Mexican Beef Pot Roast

45 mins
Serves 4-6
  • La Banderita street tacos, to serve
  • Coriander, to serve
  • Sour cream, to serve
  • 2 white onions, finely chopped

Pot Roast

  • 1.5kg round beef roast, tied (or chuck beef roast)
  • 1 brown onion, sliced
  • 4 whole cloves garlic, bruised
  • 1 large red capsicum, sliced
  • 1 tsp cumin seed, crushed
  • 1 tsp. coriander seeds, crushed
  • 1 tbsp smoked paprika
  • 1 tsp dried oregano
  • 2 tbs chipotle chilli in adobo sauce
  • 1 tsp tomato paste
  • 1/4 cup apple cider vinegar
  • 2 tsp maple syrup
  • 1.2L beef stock (or enough to almost cover roast)
  • Pre heat the oven to 160C.
  • Heat oil in a heavy based casserole pot over a medium to high heat. Season the meat with salt and brown the all over, then remove and set aside.
  • Add the onions, capsicum and garlic and sauté until soft and golden.
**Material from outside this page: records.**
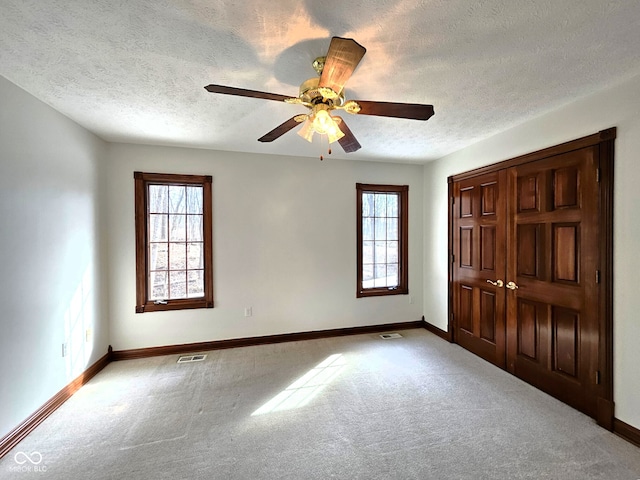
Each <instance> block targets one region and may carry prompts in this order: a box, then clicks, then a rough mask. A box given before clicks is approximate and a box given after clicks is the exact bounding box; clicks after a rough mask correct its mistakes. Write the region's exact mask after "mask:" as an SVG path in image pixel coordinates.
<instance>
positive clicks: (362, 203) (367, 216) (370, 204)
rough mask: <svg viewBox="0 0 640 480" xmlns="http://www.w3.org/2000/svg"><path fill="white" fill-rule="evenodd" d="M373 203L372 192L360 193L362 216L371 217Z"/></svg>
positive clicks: (372, 214) (372, 193) (373, 196)
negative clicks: (362, 194) (363, 193)
mask: <svg viewBox="0 0 640 480" xmlns="http://www.w3.org/2000/svg"><path fill="white" fill-rule="evenodd" d="M373 204H374V195H373V193H365V194H363V195H362V216H363V217H373Z"/></svg>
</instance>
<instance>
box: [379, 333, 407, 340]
mask: <svg viewBox="0 0 640 480" xmlns="http://www.w3.org/2000/svg"><path fill="white" fill-rule="evenodd" d="M380 338H382V339H383V340H389V339H390V338H402V335H400V334H399V333H383V334H382V335H380Z"/></svg>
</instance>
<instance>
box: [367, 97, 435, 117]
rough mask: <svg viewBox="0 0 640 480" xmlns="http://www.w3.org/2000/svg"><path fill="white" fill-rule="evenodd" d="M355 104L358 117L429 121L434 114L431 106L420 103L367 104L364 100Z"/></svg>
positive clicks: (378, 102)
mask: <svg viewBox="0 0 640 480" xmlns="http://www.w3.org/2000/svg"><path fill="white" fill-rule="evenodd" d="M356 102H357V104H358V105H360V112H358V115H377V116H379V117H396V118H410V119H412V120H429V118H431V117H432V116H433V114H434V111H433V105H423V104H421V103H395V102H368V101H365V100H356Z"/></svg>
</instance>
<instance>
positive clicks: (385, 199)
mask: <svg viewBox="0 0 640 480" xmlns="http://www.w3.org/2000/svg"><path fill="white" fill-rule="evenodd" d="M375 197H376V206H375V212H376V217H386V216H387V196H386V195H385V194H380V193H376V194H375Z"/></svg>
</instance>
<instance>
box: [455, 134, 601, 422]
mask: <svg viewBox="0 0 640 480" xmlns="http://www.w3.org/2000/svg"><path fill="white" fill-rule="evenodd" d="M609 136H611V135H610V134H609ZM600 137H602V135H600ZM600 137H596V138H593V139H592V140H599V141H597V142H595V143H594V144H591V145H587V146H583V147H581V148H573V147H576V145H574V146H573V147H572V146H568V145H567V146H561V147H562V148H556V149H550V150H549V151H548V152H547V153H549V155H548V156H545V155H544V153H539V154H538V155H534V158H536V159H535V160H531V161H528V160H529V159H528V158H526V157H524V158H521V159H514V161H511V162H510V163H509V162H505V163H506V165H505V164H501V165H498V166H497V167H496V169H494V170H491V169H483V170H481V171H479V172H475V173H474V172H470V174H467V175H464V174H463V175H459V176H457V178H456V177H452V179H450V180H451V181H450V193H451V202H452V203H451V212H450V213H451V215H450V220H451V224H452V225H451V227H452V228H451V239H450V244H451V253H452V258H451V270H450V273H451V289H450V293H451V299H450V300H451V312H452V316H451V325H450V327H451V328H450V331H452V332H453V339H454V341H456V342H457V343H458V344H460V345H461V346H463V347H464V348H466V349H468V350H470V351H472V352H474V353H476V354H477V355H479V356H481V357H483V358H485V359H486V360H488V361H490V362H492V363H494V364H496V365H497V366H499V367H501V368H504V369H506V370H508V371H509V372H511V373H513V374H515V375H516V376H518V377H520V378H522V379H523V380H525V381H527V382H529V383H531V384H532V385H534V386H536V387H538V388H540V389H542V390H544V391H546V392H548V393H550V394H551V395H553V396H555V397H556V398H558V399H560V400H562V401H564V402H566V403H568V404H570V405H572V406H574V407H575V408H577V409H579V410H581V411H583V412H585V413H587V414H588V415H591V416H592V417H595V418H598V421H599V422H600V423H601V424H603V425H604V426H606V427H609V428H610V425H609V422H610V421H611V420H612V418H613V403H612V391H611V379H610V377H611V374H612V367H611V347H610V342H611V341H610V337H611V331H610V330H611V327H610V318H609V317H610V315H608V313H607V292H608V285H607V282H608V277H609V276H610V252H607V251H606V248H607V247H606V245H603V243H605V244H606V243H607V242H610V239H609V235H608V234H607V232H606V231H604V230H606V229H607V228H608V222H609V220H610V216H609V218H607V217H606V215H603V214H604V213H606V212H605V211H604V210H607V209H610V205H608V204H607V202H610V198H609V197H610V192H609V193H607V195H603V189H602V185H603V184H602V182H601V178H600V176H601V175H602V172H603V170H604V171H606V172H607V175H610V171H611V168H612V164H611V159H612V139H609V140H610V141H611V144H610V145H606V146H603V141H600V140H601V138H600ZM586 138H591V137H586ZM582 143H589V142H582ZM592 143H593V142H592ZM580 145H581V143H578V144H577V146H578V147H579V146H580ZM565 150H566V151H565ZM541 157H542V158H541ZM605 161H606V162H605ZM603 162H604V163H607V165H606V166H604V167H603V165H602V164H603ZM503 167H504V168H503ZM609 247H610V245H609ZM607 262H609V263H607ZM603 264H606V265H603ZM605 276H606V277H607V279H605ZM605 280H607V281H605ZM603 287H604V288H603Z"/></svg>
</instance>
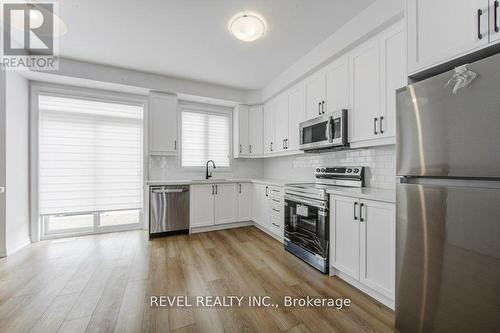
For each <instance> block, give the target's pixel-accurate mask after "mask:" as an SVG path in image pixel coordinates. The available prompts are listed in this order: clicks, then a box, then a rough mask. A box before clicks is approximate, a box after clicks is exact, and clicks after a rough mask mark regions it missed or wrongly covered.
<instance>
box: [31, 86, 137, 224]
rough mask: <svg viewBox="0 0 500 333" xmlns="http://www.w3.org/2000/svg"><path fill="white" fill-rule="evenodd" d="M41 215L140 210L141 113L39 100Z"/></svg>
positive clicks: (119, 104) (100, 106)
mask: <svg viewBox="0 0 500 333" xmlns="http://www.w3.org/2000/svg"><path fill="white" fill-rule="evenodd" d="M39 113H40V118H39V119H40V125H39V210H40V214H41V215H52V214H67V213H80V212H95V211H107V210H119V209H135V208H141V207H142V167H143V165H142V151H143V149H142V123H143V120H142V117H143V107H142V106H132V105H125V104H118V103H109V102H100V101H91V100H83V99H75V98H67V97H57V96H48V95H40V96H39Z"/></svg>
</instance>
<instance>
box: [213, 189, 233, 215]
mask: <svg viewBox="0 0 500 333" xmlns="http://www.w3.org/2000/svg"><path fill="white" fill-rule="evenodd" d="M214 186H215V193H214V196H213V197H214V204H215V214H214V221H215V224H222V223H232V222H236V220H237V210H238V206H237V205H238V201H237V192H236V184H215V185H214Z"/></svg>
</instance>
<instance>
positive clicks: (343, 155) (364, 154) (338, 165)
mask: <svg viewBox="0 0 500 333" xmlns="http://www.w3.org/2000/svg"><path fill="white" fill-rule="evenodd" d="M395 155H396V151H395V146H384V147H375V148H368V149H357V150H348V151H338V152H329V153H321V154H303V155H294V156H284V157H274V158H268V159H265V160H264V177H265V178H274V179H284V180H293V181H294V182H295V181H297V182H300V181H313V180H314V169H315V167H330V166H364V167H366V168H365V186H368V187H377V188H385V189H394V188H395V187H396V157H395Z"/></svg>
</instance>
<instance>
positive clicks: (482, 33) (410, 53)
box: [406, 0, 500, 74]
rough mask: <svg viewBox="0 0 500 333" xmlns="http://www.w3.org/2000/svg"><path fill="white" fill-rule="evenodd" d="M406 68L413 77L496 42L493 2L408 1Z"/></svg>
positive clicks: (450, 1) (446, 0)
mask: <svg viewBox="0 0 500 333" xmlns="http://www.w3.org/2000/svg"><path fill="white" fill-rule="evenodd" d="M406 8H407V13H406V17H407V20H408V66H409V73H410V74H414V73H417V72H419V71H422V70H424V69H427V68H430V67H432V66H434V65H438V64H439V63H443V62H446V61H449V60H452V59H453V58H457V57H460V56H462V55H465V54H467V53H470V52H472V51H474V50H477V49H480V48H482V47H484V46H487V45H488V44H489V43H490V39H491V41H496V40H498V38H500V37H498V33H496V32H495V30H494V19H491V22H492V24H491V26H490V27H489V20H488V15H489V13H491V15H492V16H491V17H492V18H493V16H494V15H493V14H494V10H495V1H492V0H440V1H435V0H407V2H406Z"/></svg>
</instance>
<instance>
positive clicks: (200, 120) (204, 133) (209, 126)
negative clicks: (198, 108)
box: [182, 111, 230, 168]
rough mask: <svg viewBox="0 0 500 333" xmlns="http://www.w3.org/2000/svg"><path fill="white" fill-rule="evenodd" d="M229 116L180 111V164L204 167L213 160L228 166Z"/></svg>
mask: <svg viewBox="0 0 500 333" xmlns="http://www.w3.org/2000/svg"><path fill="white" fill-rule="evenodd" d="M229 125H230V116H229V114H228V115H225V114H210V113H201V112H190V111H183V112H182V166H183V167H200V166H201V167H204V166H205V163H206V162H207V160H213V161H214V162H215V165H216V166H217V167H218V168H219V167H229Z"/></svg>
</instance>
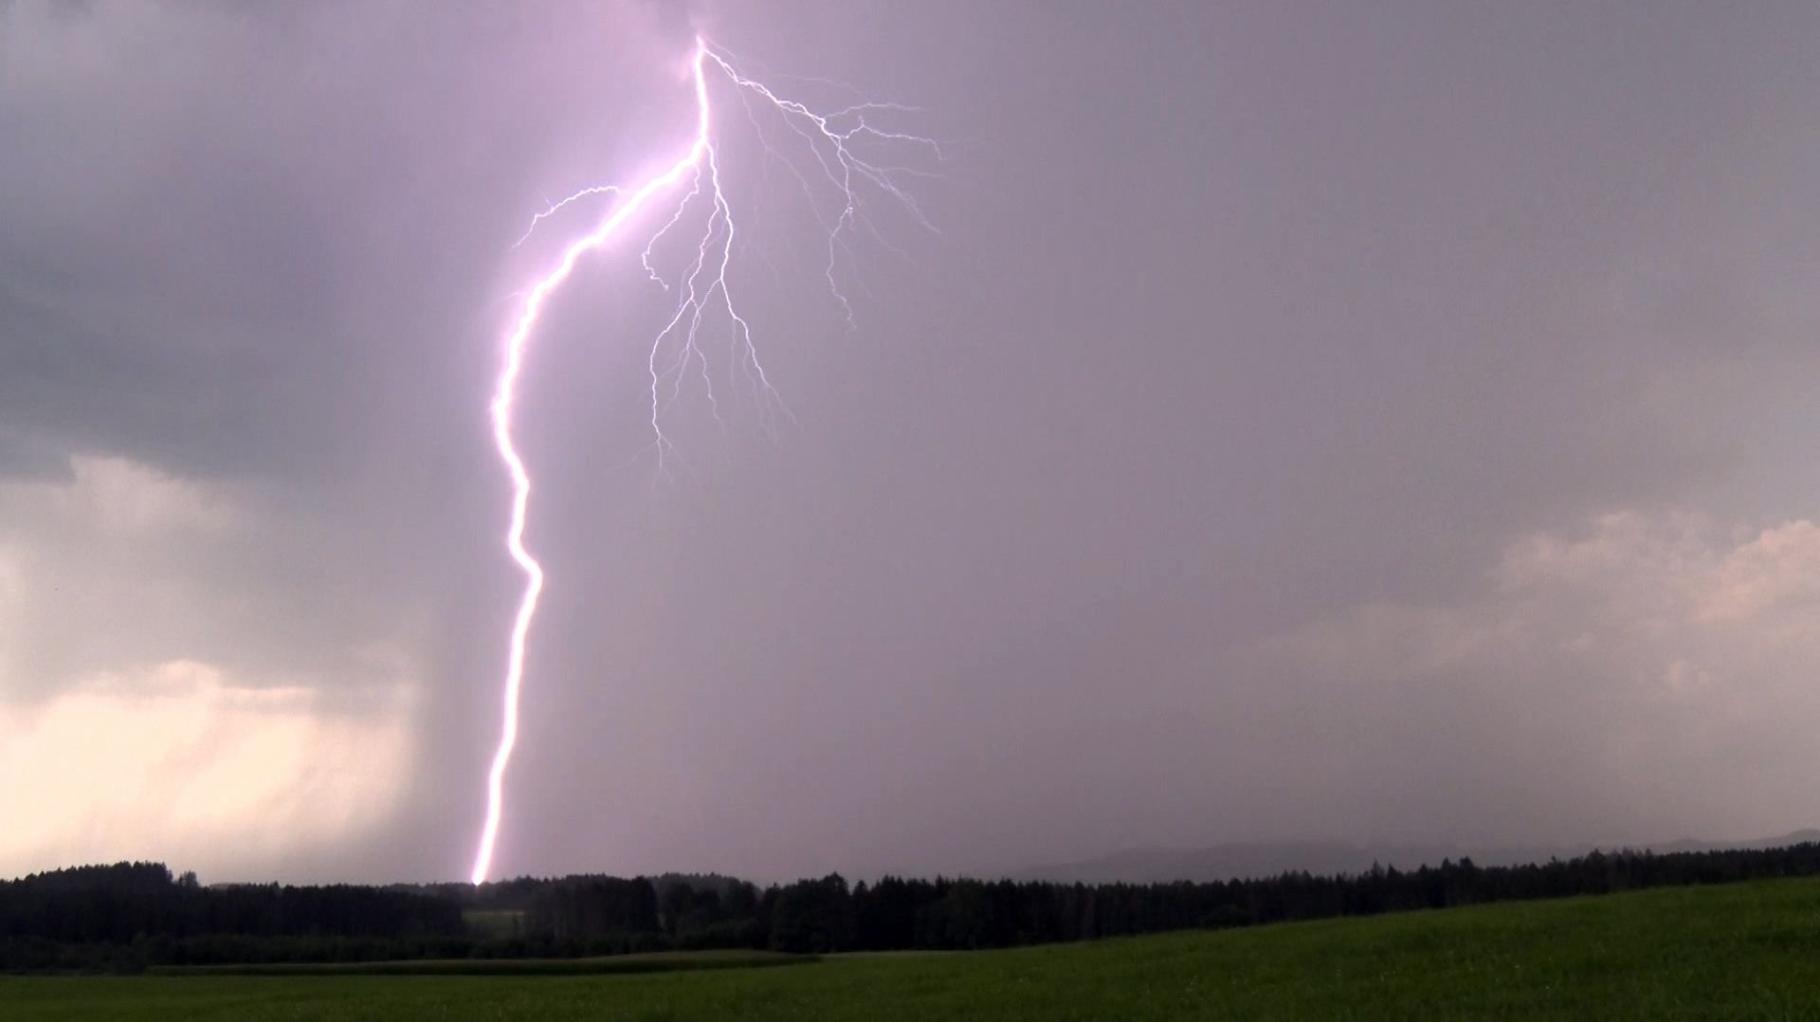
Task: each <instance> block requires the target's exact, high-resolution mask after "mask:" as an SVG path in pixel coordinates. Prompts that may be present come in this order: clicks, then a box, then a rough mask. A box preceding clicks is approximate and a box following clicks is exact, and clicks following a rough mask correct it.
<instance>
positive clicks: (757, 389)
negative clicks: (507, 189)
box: [470, 36, 941, 884]
mask: <svg viewBox="0 0 1820 1022" xmlns="http://www.w3.org/2000/svg"><path fill="white" fill-rule="evenodd" d="M710 71H713V73H719V75H724V78H726V82H730V84H732V85H733V87H735V89H737V95H739V98H741V102H743V105H744V109H746V113H748V116H750V118H752V125H753V129H755V131H757V133H759V138H761V140H764V147H766V151H768V153H766V155H768V156H770V158H775V160H781V162H783V165H784V167H788V169H790V173H792V176H794V178H795V180H797V184H799V185H801V187H803V191H804V196H806V198H808V200H810V207H812V209H815V211H817V216H819V218H821V224H823V227H824V229H826V236H828V260H826V267H824V276H826V278H828V287H830V291H832V293H834V298H835V302H839V306H841V309H843V313H844V315H846V318H848V322H852V318H854V311H852V304H850V302H848V298H846V295H843V293H841V287H839V284H837V278H835V262H837V255H839V253H841V251H844V247H846V244H848V236H850V235H852V233H854V231H855V229H859V227H864V229H866V231H868V233H870V235H872V236H875V238H877V231H875V229H874V227H872V224H870V222H868V220H866V216H864V213H863V204H861V198H863V193H864V191H868V189H870V191H875V193H879V195H883V196H886V198H890V200H894V202H897V204H899V205H901V207H903V209H905V211H908V215H910V216H912V218H914V220H915V222H917V224H921V225H923V227H926V229H930V231H934V225H932V224H930V222H928V218H926V216H925V215H923V211H921V209H919V207H917V204H915V200H914V198H912V196H910V193H906V191H905V189H903V187H901V185H899V184H897V180H895V178H897V176H901V175H917V173H925V171H919V169H915V167H901V165H881V164H877V162H872V160H868V158H864V156H863V155H861V153H859V151H855V144H857V147H859V149H864V147H866V145H874V147H890V145H897V147H905V145H908V147H915V149H921V151H925V153H926V155H928V156H932V158H935V160H941V149H939V145H937V144H935V142H934V140H930V138H921V136H915V135H905V133H899V131H886V129H883V127H877V125H874V124H870V122H868V116H872V118H879V116H881V115H888V113H903V111H908V109H910V107H903V105H897V104H854V105H848V107H841V109H835V111H830V113H817V111H814V109H810V107H808V105H804V104H801V102H797V100H788V98H783V96H779V95H777V93H773V91H772V89H770V87H766V85H763V84H761V82H755V80H752V78H746V76H744V75H741V73H739V71H735V69H733V65H732V62H730V58H728V55H726V53H724V51H717V49H715V47H712V45H710V44H708V42H706V40H703V38H699V36H697V38H695V49H693V55H692V60H690V78H692V82H693V87H695V136H693V140H692V142H690V145H688V149H686V151H684V153H682V155H681V156H679V158H675V160H673V162H672V164H670V165H668V169H664V171H661V173H659V175H655V176H652V178H648V180H644V182H642V184H637V185H593V187H586V189H581V191H577V193H573V195H570V196H568V198H562V200H561V202H553V204H550V205H548V209H544V211H542V213H539V215H535V216H533V218H531V224H530V227H528V229H526V235H524V238H528V236H530V233H531V231H535V229H537V225H539V224H541V222H542V220H546V218H550V216H555V215H557V213H561V211H562V209H564V207H568V205H571V204H577V202H584V200H590V198H608V200H612V205H610V207H608V211H606V215H604V216H602V218H601V220H599V222H597V224H595V227H593V229H591V231H588V233H586V235H582V236H579V238H575V240H571V242H570V244H568V245H566V247H564V249H562V255H561V258H557V262H555V266H553V267H551V269H550V271H548V273H544V275H542V276H541V278H537V280H535V282H533V284H531V286H530V287H528V289H526V291H524V293H522V295H524V304H522V306H521V311H519V315H517V318H515V320H513V324H511V331H510V333H508V335H506V346H504V360H502V364H501V369H499V378H497V382H495V387H493V400H491V406H490V411H491V422H493V446H495V447H497V449H499V458H501V462H504V466H506V473H508V475H510V476H511V522H510V526H508V527H506V551H508V553H510V555H511V560H513V562H515V564H517V566H519V569H521V571H522V573H524V593H522V596H521V598H519V609H517V615H515V616H513V620H511V640H510V649H508V655H506V684H504V706H502V711H504V713H502V720H501V733H499V746H497V749H495V751H493V766H491V769H488V775H486V824H484V826H482V827H480V842H479V847H477V849H475V857H473V873H471V875H470V880H471V882H473V884H480V882H484V880H486V878H488V873H490V871H491V866H493V846H495V842H497V840H499V826H501V818H502V817H504V802H506V767H508V766H511V749H513V747H515V746H517V742H519V702H521V693H522V689H524V647H526V642H528V638H530V631H531V620H533V618H535V616H537V600H539V596H541V595H542V591H544V566H542V564H541V562H539V560H537V558H535V556H533V555H531V551H530V547H526V546H524V522H526V511H528V509H530V500H531V475H530V469H528V467H526V464H524V458H522V455H521V453H519V447H517V444H515V442H513V436H511V422H513V418H511V416H513V409H515V406H517V387H519V375H521V373H522V371H524V353H526V349H528V347H530V340H531V335H535V333H537V324H539V320H541V316H542V311H544V304H546V302H548V300H550V296H551V295H555V291H557V289H559V287H562V284H564V282H566V280H568V278H570V275H573V273H575V267H577V264H579V262H581V258H582V256H584V255H588V253H591V251H595V249H601V247H604V245H606V244H608V242H613V240H615V238H619V236H621V235H622V233H624V229H626V225H628V224H630V222H632V220H633V218H635V216H637V215H639V213H641V211H642V209H644V207H646V205H652V204H653V200H657V198H659V196H662V195H670V193H673V191H682V195H681V198H677V200H675V207H673V213H672V215H670V216H668V220H664V222H662V225H661V227H657V229H655V233H652V235H650V238H648V240H646V245H644V253H642V255H641V264H642V267H644V271H646V273H648V275H650V276H652V278H653V280H655V282H657V284H661V286H664V289H666V291H675V293H677V307H675V313H673V315H672V316H670V320H668V322H666V324H664V327H662V329H661V331H659V333H657V336H655V338H652V349H650V358H648V367H650V393H652V447H653V449H655V455H657V460H659V466H662V458H664V455H666V453H668V449H670V440H668V438H666V436H664V431H662V426H661V413H662V407H664V406H666V404H668V402H673V400H675V396H677V395H679V393H681V387H682V384H684V375H686V373H688V369H690V366H692V364H693V366H699V369H701V380H703V384H704V387H706V395H708V402H710V407H712V409H713V413H715V416H717V418H719V404H717V400H715V395H713V384H712V375H710V373H708V358H706V355H704V353H703V349H701V346H699V344H697V342H699V338H701V329H703V322H704V316H706V315H708V313H710V311H719V313H724V316H726V320H728V322H730V329H732V333H733V356H735V364H737V366H739V367H741V373H743V375H744V378H746V380H748V382H750V384H752V387H753V389H755V391H757V393H759V396H761V398H764V400H770V402H777V395H775V391H773V389H772V384H770V378H768V376H766V373H764V366H763V364H761V362H759V353H757V347H755V344H753V340H752V327H750V324H748V322H746V318H744V316H743V315H741V313H739V309H737V307H735V304H733V295H732V291H730V289H728V267H730V264H732V258H733V236H735V229H733V209H732V204H730V202H728V198H726V193H724V191H723V187H721V158H719V153H717V149H715V142H713V116H712V105H710V91H708V75H710ZM766 109H770V111H772V113H773V115H775V120H779V122H783V124H784V125H786V127H788V131H790V133H792V135H794V136H795V140H799V144H801V149H803V151H806V153H808V160H806V162H804V165H799V164H797V162H795V160H788V158H784V156H783V155H781V153H779V151H777V149H775V147H773V145H772V142H770V140H766V138H764V133H763V125H761V120H759V115H761V113H764V111H766ZM804 167H806V169H804ZM815 178H826V180H824V182H823V180H815ZM684 180H686V182H690V184H688V187H686V189H682V182H684ZM828 195H832V196H834V202H835V204H837V205H839V209H837V211H835V215H834V216H832V218H830V216H828V215H824V213H821V204H823V202H826V196H828ZM703 196H706V200H708V202H710V207H708V222H706V225H704V227H703V235H701V242H699V244H697V245H695V249H693V258H690V260H688V262H686V264H684V267H682V273H681V276H679V278H677V280H675V282H673V284H672V282H668V280H666V278H664V276H662V275H661V273H659V271H657V267H655V266H653V262H652V260H653V247H655V245H657V242H659V238H662V236H664V235H666V233H670V229H673V227H675V225H677V224H679V222H681V220H682V216H684V213H686V211H688V209H690V207H692V205H693V204H695V202H697V200H699V198H703ZM524 238H521V240H519V242H521V244H522V242H524ZM666 386H668V389H670V396H668V400H664V398H662V395H661V391H664V387H666Z"/></svg>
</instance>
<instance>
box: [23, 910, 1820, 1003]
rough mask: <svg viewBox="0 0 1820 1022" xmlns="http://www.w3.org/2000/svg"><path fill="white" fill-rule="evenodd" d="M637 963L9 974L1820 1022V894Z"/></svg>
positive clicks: (184, 982) (1453, 912) (532, 999)
mask: <svg viewBox="0 0 1820 1022" xmlns="http://www.w3.org/2000/svg"><path fill="white" fill-rule="evenodd" d="M597 962H602V966H601V967H612V966H608V964H604V962H612V960H597ZM622 962H626V966H624V967H626V971H621V973H597V975H577V973H575V971H573V969H581V967H584V966H577V964H570V966H566V967H564V969H561V971H555V975H526V973H519V975H464V973H470V971H471V969H479V967H497V964H490V962H450V964H442V966H435V967H437V969H444V973H439V975H351V973H348V971H344V969H315V971H308V973H291V975H220V973H209V975H200V973H195V975H147V977H7V978H0V1017H4V1018H7V1020H9V1022H13V1020H18V1022H24V1020H36V1018H127V1020H135V1018H146V1020H173V1022H178V1020H180V1022H202V1020H215V1018H220V1020H227V1018H233V1020H249V1022H260V1020H280V1018H282V1020H291V1018H326V1020H344V1018H346V1020H353V1018H371V1020H384V1018H457V1020H464V1018H539V1020H564V1018H590V1020H650V1022H657V1020H681V1018H777V1020H814V1018H823V1020H841V1018H854V1020H870V1018H886V1020H890V1018H901V1020H926V1018H1820V880H1767V882H1753V884H1734V886H1720V887H1674V889H1653V891H1636V893H1625V895H1609V897H1589V898H1565V900H1551V902H1520V904H1494V906H1476V907H1461V909H1445V911H1425V913H1401V915H1385V917H1372V918H1336V920H1320V922H1296V924H1281V926H1265V927H1254V929H1223V931H1196V933H1168V935H1156V937H1134V938H1117V940H1103V942H1090V944H1057V946H1043V947H1017V949H1006V951H966V953H881V955H835V957H824V958H819V960H803V962H792V964H790V967H752V966H772V964H777V962H779V958H775V957H761V958H753V960H748V962H743V960H739V957H737V955H719V957H710V958H701V957H692V955H668V957H635V958H626V960H622ZM415 966H417V967H419V969H422V964H415ZM704 966H713V967H704ZM368 969H371V966H368ZM528 971H533V973H535V971H539V969H537V967H535V966H533V967H528Z"/></svg>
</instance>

Add the spices, oregano and chipotle in adobo sauce and cook for minute, then add the tomato paste, vinegar, maple syrup and stock.
  • Return the meat and cover with a piece of baking paper followed by the lid. Cook for 2 hrs or until tender.
  • Remove meat from pot and reduce the cooking liquid by a half or until thicker and rich. Cut off string from around the meat and slice or shred. Fold meat through sauce.
  • Serve with pot roast with warmed tortillas, sour cream, onions and coriander.